2. Reference is made in the prevailing opinion in the Williams case to the unfortunate effect of the rule as it existed in the Haddock v. Haddock decision (201 U. S. 562, supra). While the effect of the proposed decision might be properly considered by a court, its judgment should be founded upon the law as it exists, but if in the Williams case consideration were to be given to
It was said in Maynard v. Hill (125 U. S. 190, 211): “ The consent of the parties is of course essential to its existence, but when the contract to marry is executed by the marriage, a relation between the parties is created which they cannot change. Other contracts may be modified, restricted, or enlarged, or entirely released upon the consent of the parties. Not so with marriage. The relation once formed, the law steps in and holds the parties to various obligations and liabilities. It is an institution, in the maintenance of which in its purity the public is deeply interested, for it is the foundation of the family and of society, without which there would be neither civilization, nor progress.”
In Adams v. Palmer (51 Me. 481, 484) the court said: “ It is not, then, a contract within the meaning of the clause of the constitution, which prohibits the impairing the obligation of contracts. It is, rather, a social relation, like that of parent and child, the obligations of which arise not from the consent of concurring minds, but are the creation of the law itself; a relation the most important, as affecting the happiness of individuals, the first step from barbarism to incipient civilization, the purest tie of social life and the true basis of human progress.”
In the case of Ditson v. Ditson (4 R. I. 87, 101) the court said that “ marriage, in the sense in which it is dealt with by a decree of divorce, is not a contract, but one of the domestic relations. In strictness, though formed by contract, it signifies the relation of husband and wife, deriving both its rights and duties from a source higher than any contract of which the parties are capable, and as to these uncontrollable by any contract which they can make. When formed, this relation is no more a contract than ‘ fatherhood ’ or ‘ sonship ’ is a contract.”
In Wade v. Kalbfleish (58 N. Y. 282, 284) the court said: “ It partakes more of the character of an institution regulated and controlled by public authority, upon principles of public policy, for the benefit of the community. ’ ’
In Noel v.
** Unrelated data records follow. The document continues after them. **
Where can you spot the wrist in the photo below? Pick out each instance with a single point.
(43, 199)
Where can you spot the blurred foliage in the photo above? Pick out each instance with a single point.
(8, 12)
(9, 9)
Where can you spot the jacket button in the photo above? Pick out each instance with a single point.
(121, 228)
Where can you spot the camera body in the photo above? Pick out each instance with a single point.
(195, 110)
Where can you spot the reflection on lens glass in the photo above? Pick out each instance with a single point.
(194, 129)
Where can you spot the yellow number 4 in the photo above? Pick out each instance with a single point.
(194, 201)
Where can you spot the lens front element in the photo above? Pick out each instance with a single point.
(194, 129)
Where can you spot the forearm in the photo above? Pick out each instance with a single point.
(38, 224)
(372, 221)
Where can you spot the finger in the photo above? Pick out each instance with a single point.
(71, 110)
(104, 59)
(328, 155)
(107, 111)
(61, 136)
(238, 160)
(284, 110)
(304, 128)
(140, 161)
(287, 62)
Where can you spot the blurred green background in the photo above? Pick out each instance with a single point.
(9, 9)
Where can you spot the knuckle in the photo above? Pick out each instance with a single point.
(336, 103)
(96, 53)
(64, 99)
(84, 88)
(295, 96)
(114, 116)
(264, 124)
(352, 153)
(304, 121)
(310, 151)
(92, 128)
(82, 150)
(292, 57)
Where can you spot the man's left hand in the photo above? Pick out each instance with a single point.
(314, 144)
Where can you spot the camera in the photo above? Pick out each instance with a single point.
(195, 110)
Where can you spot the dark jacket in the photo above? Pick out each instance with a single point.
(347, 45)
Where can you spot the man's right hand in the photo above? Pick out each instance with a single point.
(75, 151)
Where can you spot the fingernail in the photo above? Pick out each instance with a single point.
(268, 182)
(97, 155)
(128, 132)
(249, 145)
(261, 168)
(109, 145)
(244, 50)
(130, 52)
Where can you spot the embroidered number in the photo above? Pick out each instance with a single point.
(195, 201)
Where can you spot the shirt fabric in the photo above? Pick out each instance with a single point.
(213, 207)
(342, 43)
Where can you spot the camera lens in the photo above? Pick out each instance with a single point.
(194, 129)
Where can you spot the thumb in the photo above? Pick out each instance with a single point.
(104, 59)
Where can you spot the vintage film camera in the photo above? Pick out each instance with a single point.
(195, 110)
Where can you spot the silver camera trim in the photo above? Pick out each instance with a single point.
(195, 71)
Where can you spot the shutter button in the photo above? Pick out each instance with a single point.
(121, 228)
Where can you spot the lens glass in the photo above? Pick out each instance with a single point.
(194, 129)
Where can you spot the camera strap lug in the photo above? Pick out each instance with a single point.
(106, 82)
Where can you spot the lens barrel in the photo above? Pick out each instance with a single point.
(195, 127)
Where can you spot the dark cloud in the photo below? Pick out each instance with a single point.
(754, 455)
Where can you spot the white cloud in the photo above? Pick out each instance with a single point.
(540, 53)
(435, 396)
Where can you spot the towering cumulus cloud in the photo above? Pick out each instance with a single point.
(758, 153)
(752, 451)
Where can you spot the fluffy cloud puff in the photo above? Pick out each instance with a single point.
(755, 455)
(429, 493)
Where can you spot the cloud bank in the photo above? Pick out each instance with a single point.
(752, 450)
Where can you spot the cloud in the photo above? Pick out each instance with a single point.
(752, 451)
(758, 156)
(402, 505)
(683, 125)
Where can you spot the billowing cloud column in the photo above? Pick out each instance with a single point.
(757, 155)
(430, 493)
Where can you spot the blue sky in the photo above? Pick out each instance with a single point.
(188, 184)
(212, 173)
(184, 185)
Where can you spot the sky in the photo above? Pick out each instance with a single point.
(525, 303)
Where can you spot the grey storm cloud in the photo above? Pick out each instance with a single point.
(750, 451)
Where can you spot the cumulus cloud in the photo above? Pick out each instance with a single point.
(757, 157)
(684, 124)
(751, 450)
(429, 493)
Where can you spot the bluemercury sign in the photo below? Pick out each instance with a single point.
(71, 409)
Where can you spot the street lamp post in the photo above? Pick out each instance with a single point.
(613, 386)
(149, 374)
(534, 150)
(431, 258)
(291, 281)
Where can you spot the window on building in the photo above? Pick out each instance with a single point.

Ewing (9 Ind. 37) the court stated that “ in every enlightened government, it is preeminently the basis of civil institutions, and thus an object of the deepest public .concern. # * * It is a great public institution, giving character to our whole civil polity.”
The motion for reargument is granted and on such reargument the court adheres to its original decision and the motion of petitioner to make further findings is denied except insofar as the findings in the original decision are amplified herein.
Submit order, on notice, accordingly.